It is the first long distance optical tractor beam, and moved particles one fifth of a millimetre in diameter a distance of up to 20 centimetres, around 100 times further than previous experiments.
Professor Wieslaw Krolikowski, from the Research School of Physics and Engineering at ANU, said the new technique is versatile because it requires only a single laser beam and could be used, for example, in controlling atmospheric pollution or for the retrieval of tiny, delicate or dangerous particles for sampling.
"Demonstration of a large scale laser beam like this is a kind of holy grail for laser physicists," said Professor Krolikowski.
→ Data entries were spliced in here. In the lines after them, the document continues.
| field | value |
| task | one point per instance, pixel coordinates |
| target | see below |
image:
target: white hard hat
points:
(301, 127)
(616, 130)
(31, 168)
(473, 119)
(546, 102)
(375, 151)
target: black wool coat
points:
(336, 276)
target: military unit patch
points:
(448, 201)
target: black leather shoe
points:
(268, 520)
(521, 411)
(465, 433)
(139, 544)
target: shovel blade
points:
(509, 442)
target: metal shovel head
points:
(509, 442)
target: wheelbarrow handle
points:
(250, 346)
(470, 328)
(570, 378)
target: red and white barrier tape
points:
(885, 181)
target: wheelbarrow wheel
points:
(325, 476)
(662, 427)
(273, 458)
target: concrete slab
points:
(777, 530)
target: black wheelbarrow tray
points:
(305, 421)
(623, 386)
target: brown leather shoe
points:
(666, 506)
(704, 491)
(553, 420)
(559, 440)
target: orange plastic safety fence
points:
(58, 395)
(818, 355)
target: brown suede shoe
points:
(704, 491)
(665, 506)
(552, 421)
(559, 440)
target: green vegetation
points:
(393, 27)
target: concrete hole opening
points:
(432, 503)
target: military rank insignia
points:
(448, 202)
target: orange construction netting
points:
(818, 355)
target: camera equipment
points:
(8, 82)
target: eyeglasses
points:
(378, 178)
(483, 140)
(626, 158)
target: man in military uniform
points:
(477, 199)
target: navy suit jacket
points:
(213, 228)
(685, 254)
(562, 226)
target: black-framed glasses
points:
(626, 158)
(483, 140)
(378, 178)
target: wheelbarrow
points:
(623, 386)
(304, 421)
"Because lasers retain their beam quality for such long distances, this could work over metres. Our lab just was not big enough to show it," said co-author Dr Vladlen Shvedov.
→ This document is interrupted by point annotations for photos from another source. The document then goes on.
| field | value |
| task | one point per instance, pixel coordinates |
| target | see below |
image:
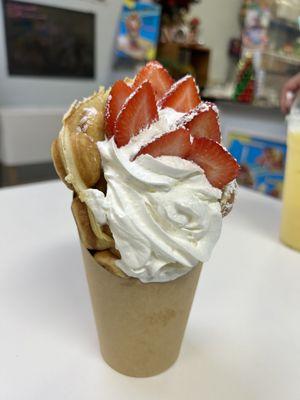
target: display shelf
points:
(282, 57)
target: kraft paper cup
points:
(140, 325)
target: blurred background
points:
(240, 51)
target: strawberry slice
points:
(118, 94)
(183, 95)
(157, 75)
(138, 111)
(219, 166)
(175, 143)
(203, 121)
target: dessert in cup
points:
(151, 183)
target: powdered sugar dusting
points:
(87, 118)
(228, 197)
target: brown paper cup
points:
(140, 325)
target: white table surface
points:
(243, 337)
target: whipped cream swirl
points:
(164, 215)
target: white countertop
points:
(243, 337)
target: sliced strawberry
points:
(138, 111)
(219, 166)
(118, 94)
(175, 143)
(203, 121)
(183, 95)
(157, 75)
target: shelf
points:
(283, 58)
(285, 24)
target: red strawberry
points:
(183, 95)
(219, 166)
(203, 121)
(138, 111)
(118, 94)
(159, 78)
(176, 143)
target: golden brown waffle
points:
(108, 261)
(87, 236)
(78, 164)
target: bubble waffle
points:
(86, 233)
(78, 162)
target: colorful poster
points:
(262, 162)
(138, 31)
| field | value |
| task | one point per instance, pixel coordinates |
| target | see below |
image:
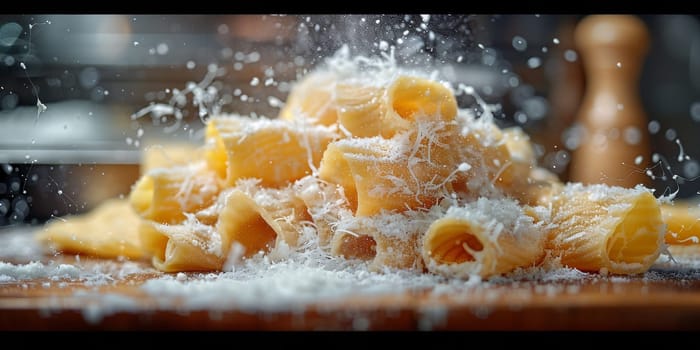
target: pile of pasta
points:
(386, 171)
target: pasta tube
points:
(312, 99)
(485, 238)
(606, 228)
(259, 220)
(683, 223)
(108, 231)
(165, 194)
(275, 151)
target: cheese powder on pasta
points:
(375, 164)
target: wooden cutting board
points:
(667, 298)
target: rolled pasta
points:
(108, 231)
(187, 246)
(484, 238)
(409, 171)
(388, 240)
(326, 204)
(606, 228)
(361, 108)
(259, 219)
(165, 194)
(683, 223)
(411, 98)
(277, 152)
(312, 99)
Unlike previous techniques, which used photon momentum to impart motion, the ANU tractor beam relies on the energy of the laser heating up the particles and the air around them. The ANU team demonstrated the effect on gold-coated hollow glass particles.
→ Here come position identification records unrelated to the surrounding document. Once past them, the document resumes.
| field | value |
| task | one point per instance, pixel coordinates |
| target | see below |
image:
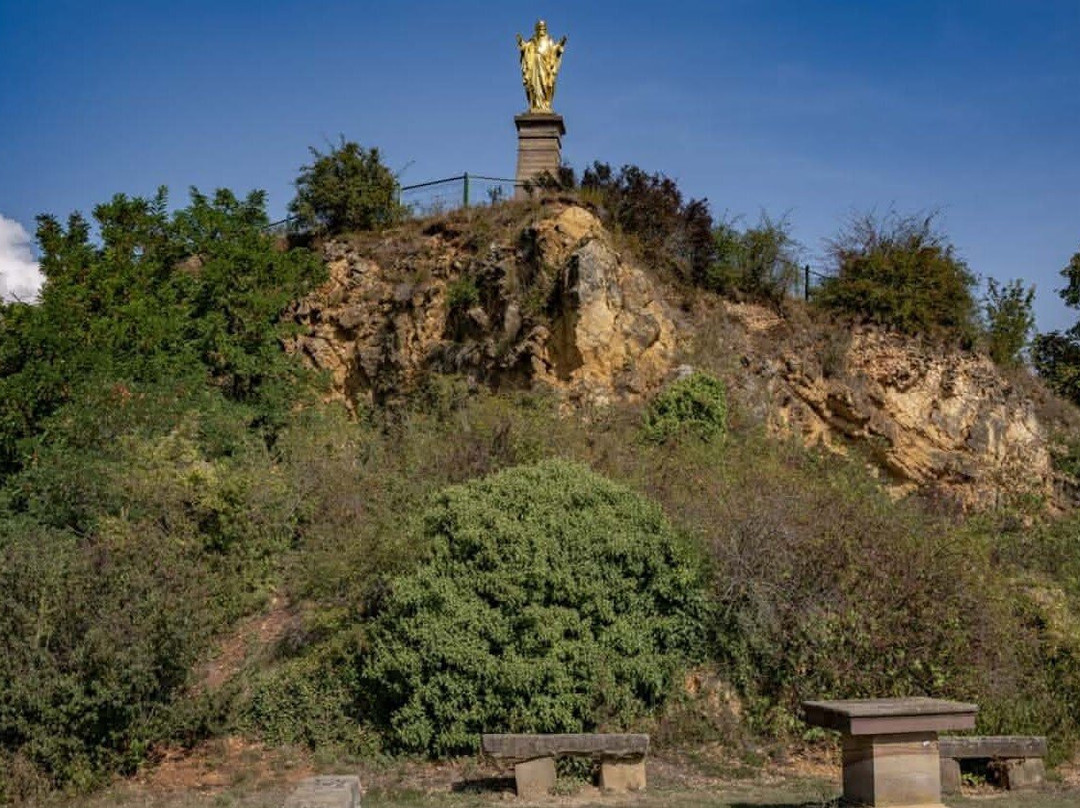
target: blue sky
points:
(811, 109)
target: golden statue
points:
(540, 59)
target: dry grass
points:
(232, 775)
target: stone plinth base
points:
(539, 147)
(892, 769)
(535, 778)
(621, 776)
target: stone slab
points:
(1023, 775)
(890, 716)
(967, 748)
(599, 745)
(622, 776)
(535, 778)
(334, 791)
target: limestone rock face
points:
(931, 418)
(553, 303)
(558, 307)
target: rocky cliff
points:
(549, 299)
(552, 305)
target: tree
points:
(1009, 320)
(760, 263)
(1056, 354)
(902, 272)
(349, 188)
(196, 296)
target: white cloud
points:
(19, 273)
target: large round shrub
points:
(552, 601)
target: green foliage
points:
(196, 296)
(94, 641)
(552, 601)
(674, 236)
(348, 188)
(310, 700)
(759, 263)
(462, 294)
(900, 271)
(1009, 320)
(1056, 354)
(696, 405)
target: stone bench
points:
(334, 791)
(890, 745)
(621, 758)
(1016, 761)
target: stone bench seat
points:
(621, 757)
(1016, 761)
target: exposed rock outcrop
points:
(932, 418)
(558, 307)
(551, 301)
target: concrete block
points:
(1024, 773)
(892, 769)
(621, 776)
(950, 776)
(535, 778)
(326, 792)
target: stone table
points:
(890, 745)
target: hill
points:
(203, 535)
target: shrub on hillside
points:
(759, 263)
(348, 188)
(693, 405)
(901, 272)
(553, 601)
(674, 236)
(1056, 354)
(1009, 320)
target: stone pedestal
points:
(535, 778)
(539, 147)
(892, 769)
(621, 776)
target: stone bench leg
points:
(535, 778)
(892, 769)
(950, 776)
(1022, 773)
(621, 776)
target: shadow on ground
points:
(484, 785)
(802, 804)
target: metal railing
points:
(435, 197)
(464, 190)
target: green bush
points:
(674, 236)
(759, 263)
(349, 188)
(696, 405)
(310, 700)
(1056, 354)
(553, 601)
(900, 271)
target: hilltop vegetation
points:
(167, 472)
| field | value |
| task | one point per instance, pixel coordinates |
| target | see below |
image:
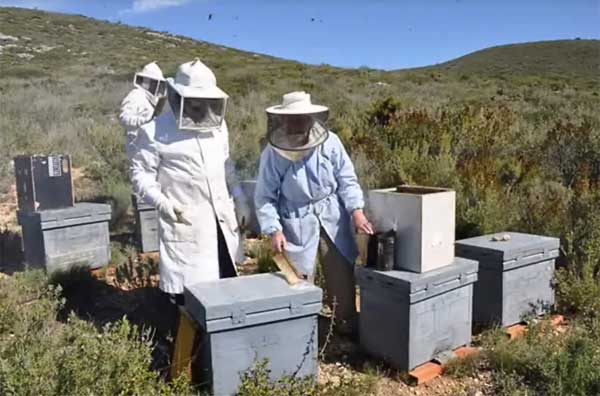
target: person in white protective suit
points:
(185, 171)
(142, 103)
(308, 199)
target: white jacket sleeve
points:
(144, 170)
(136, 109)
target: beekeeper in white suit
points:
(142, 103)
(186, 172)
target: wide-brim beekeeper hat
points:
(195, 80)
(297, 108)
(196, 100)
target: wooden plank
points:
(181, 362)
(425, 373)
(287, 268)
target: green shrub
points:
(256, 382)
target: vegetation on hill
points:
(515, 130)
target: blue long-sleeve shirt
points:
(298, 198)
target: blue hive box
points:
(59, 239)
(515, 276)
(408, 319)
(250, 318)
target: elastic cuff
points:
(271, 230)
(237, 191)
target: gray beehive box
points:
(246, 319)
(59, 239)
(408, 319)
(249, 186)
(515, 276)
(146, 225)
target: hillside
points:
(514, 130)
(574, 58)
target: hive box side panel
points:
(439, 324)
(527, 291)
(438, 219)
(33, 243)
(147, 229)
(81, 245)
(384, 326)
(487, 296)
(404, 215)
(289, 346)
(24, 183)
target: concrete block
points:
(408, 319)
(515, 276)
(59, 239)
(246, 319)
(424, 220)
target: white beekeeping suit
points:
(186, 172)
(142, 103)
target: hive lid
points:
(80, 213)
(139, 204)
(521, 249)
(249, 300)
(420, 286)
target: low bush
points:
(42, 356)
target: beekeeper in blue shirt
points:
(308, 199)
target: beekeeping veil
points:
(296, 126)
(197, 103)
(151, 80)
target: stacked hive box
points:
(146, 225)
(59, 239)
(423, 308)
(423, 218)
(247, 319)
(58, 234)
(515, 276)
(408, 319)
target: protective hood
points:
(151, 80)
(197, 103)
(297, 124)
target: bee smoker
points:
(380, 251)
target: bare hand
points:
(278, 242)
(361, 223)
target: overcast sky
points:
(376, 33)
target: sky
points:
(382, 34)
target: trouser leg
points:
(339, 282)
(226, 265)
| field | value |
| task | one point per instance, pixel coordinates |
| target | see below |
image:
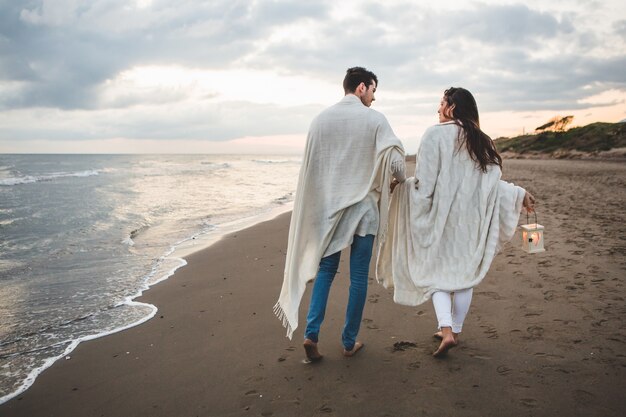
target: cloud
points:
(74, 56)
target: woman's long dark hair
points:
(465, 113)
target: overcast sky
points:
(248, 76)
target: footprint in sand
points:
(529, 402)
(584, 397)
(491, 294)
(535, 332)
(504, 370)
(491, 331)
(402, 346)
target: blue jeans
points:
(360, 256)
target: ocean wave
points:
(224, 165)
(271, 162)
(29, 179)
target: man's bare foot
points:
(349, 353)
(447, 343)
(439, 335)
(310, 348)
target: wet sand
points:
(545, 335)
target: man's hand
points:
(529, 202)
(393, 185)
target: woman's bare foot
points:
(448, 341)
(349, 353)
(439, 335)
(310, 348)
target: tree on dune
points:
(556, 124)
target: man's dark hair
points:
(356, 76)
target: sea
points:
(82, 236)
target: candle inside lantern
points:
(532, 238)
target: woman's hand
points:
(394, 183)
(529, 202)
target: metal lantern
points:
(532, 236)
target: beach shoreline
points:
(544, 336)
(177, 254)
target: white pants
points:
(449, 313)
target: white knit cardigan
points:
(348, 156)
(447, 223)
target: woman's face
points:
(445, 111)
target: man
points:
(342, 200)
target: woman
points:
(448, 222)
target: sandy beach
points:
(545, 335)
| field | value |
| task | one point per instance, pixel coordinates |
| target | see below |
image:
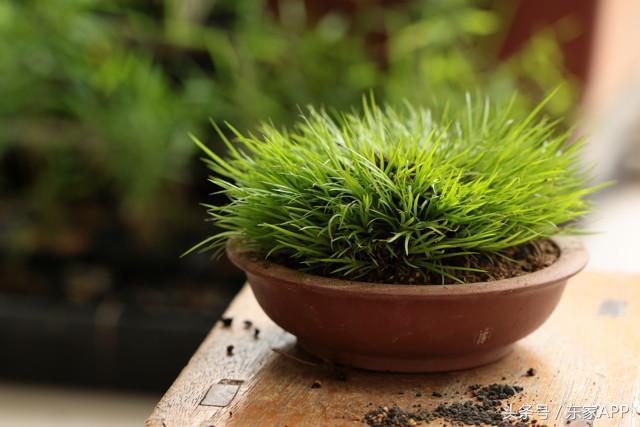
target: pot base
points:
(436, 363)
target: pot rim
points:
(573, 258)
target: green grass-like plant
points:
(391, 192)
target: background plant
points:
(97, 96)
(397, 192)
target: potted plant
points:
(399, 240)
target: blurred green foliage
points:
(103, 93)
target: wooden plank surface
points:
(586, 355)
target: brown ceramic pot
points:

The particles are trapped in the dark centre of the beam. Energy from the laser hits the particle and travels across its surface, where it is absorbed creating hotspots on the surface. Air particles colliding with the hotspots heat up and shoot away from the surface, which causes the particle to recoil, in the opposite direction.
To manipulate the particle, the team move the position of the hotspot by carefully controlling the polarisation of the laser beam.
"We have devised a technique that can create unusual states of polarisation in the doughnut shaped laser beam, such as star-shaped (axial) or ring polarised (azimuthal)," Dr Cyril Hnatovsky said.
"We can move smoothly from one polarisation to another and thereby stop the particle or reverse its direction at will."
The work by the ANU team is published in Nature Photonics.